Dosimetric comparison of multiple vs single isocenter technique for linear accelerator‐based stereotactic radiosurgery: The Importance of the six degree couch
Author(s) -
Amaya Dania,
Shinde Ashwin,
Wohlers Christopher,
Wong Ka Chun Carson,
Novak Jennifer,
Neylon John,
Han Chunhui,
Liu An,
Dandapani Savita,
Glaser Scott
Publication year - 2021
Publication title -
journal of applied clinical medical physics
Language(s) - English
Resource type - Journals
SCImago Journal Rank - 0.83
H-Index - 48
ISSN - 1526-9914
DOI - 10.1002/acm2.13286
Subject(s) - isocenter , radiosurgery , medicine , nuclear medicine , wilcoxon signed rank test , dosimetry , margin (machine learning) , radiation treatment planning , radiation therapy , linear particle accelerator , radiology , computer science , beam (structure) , physics , mann–whitney u test , machine learning , optics
Purpose S ingle isocenter technique (SIT) for linear accelerator‐based stereotactic radiosurgery (SRS) is feasible.
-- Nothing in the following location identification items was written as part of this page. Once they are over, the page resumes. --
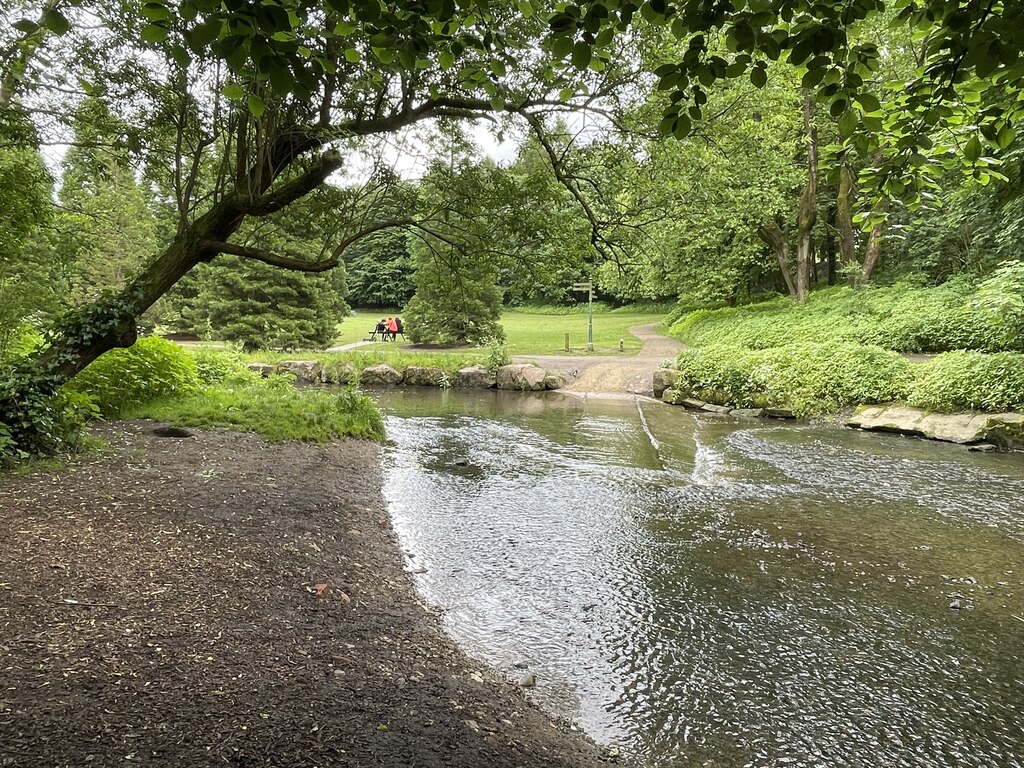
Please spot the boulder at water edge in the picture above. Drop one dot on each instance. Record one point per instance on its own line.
(424, 376)
(380, 374)
(665, 378)
(521, 376)
(263, 369)
(308, 372)
(554, 381)
(474, 376)
(963, 428)
(340, 374)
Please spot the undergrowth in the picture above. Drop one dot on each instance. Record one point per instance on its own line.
(901, 317)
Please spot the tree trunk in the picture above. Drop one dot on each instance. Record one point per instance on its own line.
(112, 323)
(844, 217)
(808, 205)
(873, 245)
(774, 238)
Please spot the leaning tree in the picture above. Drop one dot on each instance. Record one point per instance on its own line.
(237, 109)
However, SIT introduces the potential for rotational error which can lead to geographical miss. Additional planning treatment volume (PTV) margin is required when using SIT. With the six degrees of freedom (6DoF) couch, rotational error can be minimized. We sought to evaluate the effect of the 6DoF couch on the dosimetry of patients with multiple brain metastases treated with SIT. Materials and Methods Ten consecutive patients treated with SRS to ≥3 metastases were identified. Original treatments had MIT plans (MITP). The lesions were replanned using SIT. Lesions 5‐10 cm from isocenter had an additional 1mm of margin. Patients were replanned with these additional margins to account for inability to correct rotational error (SITPM). Multiple dosimetric variables and time metrics were evaluated. Dosimetry planning time (DPT) and patient treatment time (PTT) were evaluated. Statistics were calculated using the Wilcoxon signed‐rank test. Results A total of 73 brain metastases receiving SRS, to a median of 6 lesions per patient, were identified. MITPs treated 73 lesions with 63 isocenters. On average, MITPs had a 19.2% higher brain V12 than SITPs ( P = 0.017). For creation of SITPM, 30 lesions required 1 mm of additional margin, while none required 2 mm of margin. This increased V12 by 47.8% on average per patient ( P = 0.008) from SITP to SITPM. DPT was 5.5 hours for SITP, while median for MITP was 12.5 hours ( P = 0.005) PTT was 30 minutes for SITP, while median for MITP was 144 minutes ( P = 0.005). Conclusions SITPs are comparable to MITPs if rotational error can be corrected with the use of a 6DoF couch. Increasing margin to account for rotational error leads to a nearly 50% increase in V12, which could result in higher rates of radiation necrosis. Time savings are significant using SIT.